Kertas di Masa Depan

Kertas di Masa Depan

Kita bicara tentang masa depan. Masa ketika kertas bukan dalam rupa sekarang. Masa nan sumber daya bahan pembuat kertas tidak lagi melimpah. Kertas pun mengambil bentuk lain. Mungkinkah itu? Sangat mungkin dan kini rupa-rupa kertas masa depan sudah terlihat.



Kertas di Masa Lalu

Namun, sebelum bicara mengenai ragam kertas masa depan, ada baiknya kita ulas terlebih dahulu sejarah kertas. Sebagai bahan nan tipis dan rata, kertas terbuat dari serat pulp. Yaitu serat alami dari pepohonan nan mengandung selulosa dan hemiselulosa. Melalui proses tertentu, didapatkan lembaran-lembaran kertas nan kemudian dialihfungsikan jadi majemuk media primer dalam menulis, mencetak, melukis atau sebagai kertas pembersih (tissue).

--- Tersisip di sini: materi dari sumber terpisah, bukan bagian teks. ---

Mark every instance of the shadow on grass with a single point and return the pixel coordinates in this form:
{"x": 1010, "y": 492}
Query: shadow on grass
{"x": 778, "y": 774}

Bervariasinya bentuk dan manfaat kertas di masa kini, tak menghapus jejak sejarah bahwa kertas pada awal ditemukan berperan dalam alat tulis menulis. Tercatat, sejarah peradaban global nan menggunakan kertas ialah Cina Klasik pada abad ke-2 Masehi.

Walaupun pada peradaban lebih tua yakni Mesir (Egypt), sudah digunakan bahan hampir mirip dengan kertas. Bahan itu ialah papirus, homogen tumbuh-tumbuhan nan banyak terdapat di Sungai Nil dan sungai-sungai lainnya.

Papirus sebagai bahan tulis menulis menyebar ke Benua Afrika, Asia dan Eropa. Mulai dari Mesir, lalu ke Timur Tengah, Yunani, Romawi, hingga ke seluruh Eropa. Bukti bahwa papirus sudah tersebar hingga sejauh itu terlihat dari kosa kata papirus (papyrus) nan dikenal sebagai paper dalam bahasa Inggris. Bahasa Belanda, Jerman, Perancis mengenal kata papier, dan papel dalam bahasa Spanyol. Semua kata-kata dalam majemuk bangsa tersebut merujuk pada papirus (kertas).

Ditarik ke belakang lagi, sebelum kertas ada, peradaban-peradaban besar seperti Sumeria, Babilonia, Assyria, dan peradaban lainnya menggunakan media dari batu, kayu, bambu, serat sutra, kulit atau tulang binatang ternak. Spesifik peradaban di nusantara masa doeloe , kita mengenal daun lontar nan dirangkai jadi satu bundelan. Majemuk media tersebut berfungsi layaknya kertas masa sekarang. Sebagai wahana menuliskan suatu informasi atau pengetahuan nan hendak diwariskan ke generasi berikutnya.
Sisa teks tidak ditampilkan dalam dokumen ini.